A Chinese proverb says: “The best time to plant a tree was 20 years ago. The second best time is now.” That attitude is at the heart of investing for retirement.

Investing for retirement is important at any age. There is nothing wrong in starting in your 20’s or in your 40’s. What is more important is awareness to invest for future and the keenness to build the retirement kitty.

Retirement is an important stage in life. It is a deserved reward for years of working from, say, year 26-to year 60. Awareness to save for golden years is improving these days. But it is far less from what is required. With medical advancements, life expectancy is going to improve. Current life expectancy in India is 68 years. It is likely to increase to 80 years for someone who is in their 30s now.

So, what should be your plan? Should you tie retirement allocation to your age, situation in life or your awareness? In our experience, your plan for retirement at any point in time is based on a combination of these three factors. These three aspects are unique to you.

For example, you may be young. You may have a sizeable income, with no responsibilities. Or you may be in your 40’s, but still struggling to provide for family needs and EMIs. Or you could be in 50’s with assets mostly in FDs and willing to take risk now. These three situations are different, age of awareness is different, so planning for retirement for these three individuals will be different.

When you are young, you have more time to save. You can contribute smaller sums for investments. Typically, when you rise in your career, liquidity improves with higher salaries. Commitments are met, you may have more surplus in mid-age say 35-40 years.

Although equity is the best bet for high returns, investing entirely in equity may not be the best strategy for retirement goal. The allocation for equity, debt or real estate per se depends on your risk appetite, required rate, & amount you have as surplus and time on your hands. What’s important is to keep an eye on the risk as you evaluate and accumulate the corpus for your retirement.

Your retirement savings should earn enough to keep up with inflation. This is the most important aspect one needs to keep in mind while saving for retirement.

Equities have compounded faster than any other asset class in the last 25 years.

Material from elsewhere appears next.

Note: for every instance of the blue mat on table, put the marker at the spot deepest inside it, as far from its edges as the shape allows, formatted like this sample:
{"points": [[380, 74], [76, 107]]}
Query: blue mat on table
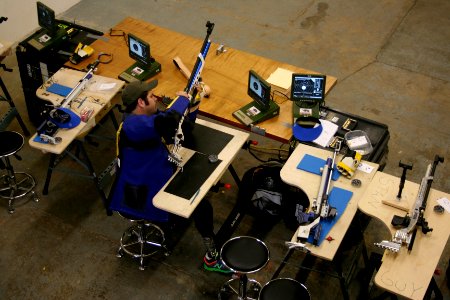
{"points": [[313, 165], [339, 198], [59, 89]]}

Your starting point makes an impact certainly. Many mutual fund companies now offer solution-oriented schemes or goal-oriented schemes with different asset allocation options for retirement purpose. You have NPS, PPF and EPF options too for conservative investors.

Having said this, to make your retirement planning fool-proof and understand bigger picture of finances, you can consider taking help of an advisor to assess your risk and choose the best fit for you to build your retirement kitty. Make sure the decisions you make are the right ones for your age—your investment approach should age with you as per your unique situation.